Most Christian thinking about discipleship and spiritual formation has failed to appreciate this reality.  Indeed, much of contemporary North American Christianity not only blithely rolls along with these realities; in many ways, it also encourages and contributes to it with a vast cottage industry of Christianized consumption.  By locating the challenges for Christian discipleship in arcane cults or sexual temptation or the “secularizing” forces of Supreme Court, evangelicalism tends to miss the fact that the great tempter of our age is Walmart.  The tempter does not roam about as a horrifying monster, but as an angel of light who spends most of his time at the mall.

. . . at the core of Bell’s analysis and argument is a concept that should revolutionize how you think about discipleship and spiritual formation: desire.  Bell helps us to appreciate that there is an economics of desire—that our desire is primed and pointed by “technologies” that habituate us toward certain ends.  The question isn’t whether we’ll be subject to an “economy,” but which.
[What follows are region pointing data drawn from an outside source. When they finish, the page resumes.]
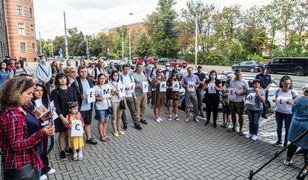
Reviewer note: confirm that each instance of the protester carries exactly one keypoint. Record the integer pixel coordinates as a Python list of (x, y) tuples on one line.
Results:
[(254, 101), (299, 124), (190, 83), (159, 97), (15, 138), (173, 95), (118, 103), (284, 99), (265, 82), (61, 96), (199, 90), (239, 89), (4, 74), (212, 98), (44, 73), (129, 83), (74, 142), (81, 84)]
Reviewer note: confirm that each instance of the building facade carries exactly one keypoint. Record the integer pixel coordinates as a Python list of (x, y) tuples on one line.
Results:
[(3, 33), (21, 29)]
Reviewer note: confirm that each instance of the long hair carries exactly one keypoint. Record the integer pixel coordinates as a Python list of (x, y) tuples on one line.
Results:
[(13, 88)]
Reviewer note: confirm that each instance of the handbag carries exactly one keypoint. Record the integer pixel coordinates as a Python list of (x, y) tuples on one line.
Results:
[(122, 105), (24, 173)]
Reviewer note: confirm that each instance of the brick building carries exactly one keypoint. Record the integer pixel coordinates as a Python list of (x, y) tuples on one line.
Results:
[(21, 28), (3, 32)]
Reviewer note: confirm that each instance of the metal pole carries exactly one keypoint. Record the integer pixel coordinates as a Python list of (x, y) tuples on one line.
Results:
[(66, 44), (41, 48), (196, 40)]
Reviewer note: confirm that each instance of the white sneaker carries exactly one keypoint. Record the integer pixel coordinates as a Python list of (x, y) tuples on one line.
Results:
[(80, 155), (248, 136), (51, 171), (43, 177), (75, 156), (254, 137)]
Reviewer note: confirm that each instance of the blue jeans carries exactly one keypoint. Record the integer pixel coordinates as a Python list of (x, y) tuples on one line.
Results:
[(254, 118), (280, 117)]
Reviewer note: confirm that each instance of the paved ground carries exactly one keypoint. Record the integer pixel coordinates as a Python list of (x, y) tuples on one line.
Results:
[(174, 150)]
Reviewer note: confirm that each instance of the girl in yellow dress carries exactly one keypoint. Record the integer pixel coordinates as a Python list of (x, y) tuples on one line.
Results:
[(75, 142)]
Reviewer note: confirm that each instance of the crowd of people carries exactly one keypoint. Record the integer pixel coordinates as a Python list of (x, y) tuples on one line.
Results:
[(60, 99)]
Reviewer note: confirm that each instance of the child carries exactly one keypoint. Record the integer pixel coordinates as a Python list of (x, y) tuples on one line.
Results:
[(225, 105), (75, 143), (102, 104)]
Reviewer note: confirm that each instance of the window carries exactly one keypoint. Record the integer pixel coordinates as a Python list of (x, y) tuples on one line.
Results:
[(22, 47), (21, 29), (19, 10), (31, 12), (33, 48)]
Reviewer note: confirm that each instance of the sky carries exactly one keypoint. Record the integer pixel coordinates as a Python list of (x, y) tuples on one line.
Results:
[(93, 16)]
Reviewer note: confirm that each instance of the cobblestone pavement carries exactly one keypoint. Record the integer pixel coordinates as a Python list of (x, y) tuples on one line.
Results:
[(175, 150)]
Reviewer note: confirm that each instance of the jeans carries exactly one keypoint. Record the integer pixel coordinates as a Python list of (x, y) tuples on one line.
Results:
[(254, 118), (280, 117)]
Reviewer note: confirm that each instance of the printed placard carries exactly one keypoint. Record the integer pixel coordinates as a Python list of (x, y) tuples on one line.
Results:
[(121, 89), (76, 129), (212, 88), (231, 94), (191, 87), (145, 87), (163, 86), (175, 86), (106, 91), (91, 95), (251, 99)]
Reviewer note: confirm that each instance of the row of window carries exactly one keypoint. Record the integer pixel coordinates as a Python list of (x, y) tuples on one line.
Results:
[(21, 29), (20, 11), (23, 47)]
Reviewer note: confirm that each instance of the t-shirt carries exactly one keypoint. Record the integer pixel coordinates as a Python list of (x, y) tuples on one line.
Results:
[(139, 78), (255, 105), (85, 106), (102, 105), (281, 100), (239, 85)]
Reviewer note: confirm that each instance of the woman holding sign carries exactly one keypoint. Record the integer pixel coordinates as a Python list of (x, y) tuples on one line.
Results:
[(212, 88), (284, 100), (160, 93), (173, 94), (254, 102), (102, 104)]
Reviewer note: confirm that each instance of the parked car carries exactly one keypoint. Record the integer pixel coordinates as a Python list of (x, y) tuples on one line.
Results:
[(296, 65), (249, 66), (179, 62)]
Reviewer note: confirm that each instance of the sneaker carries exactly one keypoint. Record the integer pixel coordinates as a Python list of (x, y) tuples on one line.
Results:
[(62, 155), (278, 143), (143, 122), (43, 177), (91, 141), (51, 171), (75, 156), (124, 126), (287, 163), (116, 134), (254, 137), (121, 132), (80, 155), (187, 119), (248, 136)]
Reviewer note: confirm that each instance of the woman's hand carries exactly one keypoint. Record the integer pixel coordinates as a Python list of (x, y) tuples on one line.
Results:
[(48, 130)]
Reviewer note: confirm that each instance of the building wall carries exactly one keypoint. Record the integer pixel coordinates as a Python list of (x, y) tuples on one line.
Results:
[(3, 34), (21, 28)]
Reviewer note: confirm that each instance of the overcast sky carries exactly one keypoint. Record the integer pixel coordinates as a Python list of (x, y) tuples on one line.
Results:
[(92, 16)]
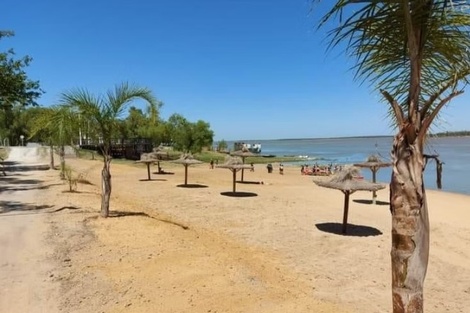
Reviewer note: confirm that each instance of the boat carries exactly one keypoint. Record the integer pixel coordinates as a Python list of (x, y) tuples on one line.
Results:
[(252, 147)]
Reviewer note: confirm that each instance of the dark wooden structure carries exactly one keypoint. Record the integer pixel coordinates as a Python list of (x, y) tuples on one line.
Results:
[(130, 149)]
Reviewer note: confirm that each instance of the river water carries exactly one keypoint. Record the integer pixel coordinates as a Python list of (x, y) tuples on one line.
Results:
[(453, 151)]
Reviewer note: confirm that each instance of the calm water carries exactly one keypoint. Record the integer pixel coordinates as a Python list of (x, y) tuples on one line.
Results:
[(453, 151)]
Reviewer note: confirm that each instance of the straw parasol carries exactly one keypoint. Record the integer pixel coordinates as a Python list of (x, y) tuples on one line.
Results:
[(243, 153), (346, 182), (186, 160), (158, 153), (374, 163), (148, 159), (234, 164)]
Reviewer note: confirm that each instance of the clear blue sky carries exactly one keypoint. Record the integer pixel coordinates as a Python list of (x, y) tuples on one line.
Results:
[(253, 69)]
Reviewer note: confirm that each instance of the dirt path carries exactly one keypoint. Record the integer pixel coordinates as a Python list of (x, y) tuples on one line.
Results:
[(25, 266)]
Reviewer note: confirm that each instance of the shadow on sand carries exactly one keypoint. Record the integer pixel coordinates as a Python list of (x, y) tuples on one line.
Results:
[(118, 214), (250, 182), (239, 194), (377, 202), (152, 179), (15, 206), (352, 230), (191, 186)]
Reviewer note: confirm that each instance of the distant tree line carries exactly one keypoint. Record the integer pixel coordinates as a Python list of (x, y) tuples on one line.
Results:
[(460, 133), (22, 119)]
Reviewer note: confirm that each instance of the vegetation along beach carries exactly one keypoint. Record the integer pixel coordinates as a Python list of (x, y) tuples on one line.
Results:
[(222, 156)]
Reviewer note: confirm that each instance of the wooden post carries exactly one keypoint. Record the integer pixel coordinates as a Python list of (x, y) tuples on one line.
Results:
[(234, 179), (346, 210), (374, 179), (186, 174), (243, 170)]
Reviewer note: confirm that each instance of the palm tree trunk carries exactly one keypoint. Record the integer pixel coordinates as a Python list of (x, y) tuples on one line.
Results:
[(105, 185), (410, 224)]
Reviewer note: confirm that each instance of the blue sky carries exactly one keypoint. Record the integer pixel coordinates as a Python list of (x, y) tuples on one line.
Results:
[(253, 69)]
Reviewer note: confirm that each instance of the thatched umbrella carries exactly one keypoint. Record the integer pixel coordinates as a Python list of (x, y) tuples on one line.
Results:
[(346, 182), (374, 163), (186, 160), (148, 159), (234, 164), (158, 154), (243, 153)]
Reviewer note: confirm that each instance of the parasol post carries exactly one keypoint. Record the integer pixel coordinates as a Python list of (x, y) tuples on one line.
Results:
[(346, 210), (243, 170), (148, 170), (374, 193), (235, 179), (186, 174)]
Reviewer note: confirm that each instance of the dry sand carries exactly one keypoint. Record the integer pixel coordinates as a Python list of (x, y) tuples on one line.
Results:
[(175, 249)]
Many Christians have failed to see what’s at stake in contemporary “postmodern” life—dominated as it is by a globalized market and the rhythms of consumption—because we still tend to think that Christian faith is an “intellectual” matter: a matter of what propositions we believe, what doctrines we subscribe to, what Book we adhere to.  And conversely, we tend to think of economics as a “neutral” matter of distribution and exchange.  Because of these biases, we can too easily miss the fact that Christian faith is at root a matter of what we love—what (and Whom) we desire.  If we forget that, or overlook that, we’ll also overlook all the ways that the rituals of “late capitalism” shape and form and aim our desire to worship rival gods.

[T]he practices of Christian discipleship and the rituals of Christian worship [are] the lineaments of an alternative economy—a “kingdom come” economics that orders the world otherwise, bearing witness to the strange, upside-down economy of a crucified-now-risen King.

He invites us to nothing less than a holy economy.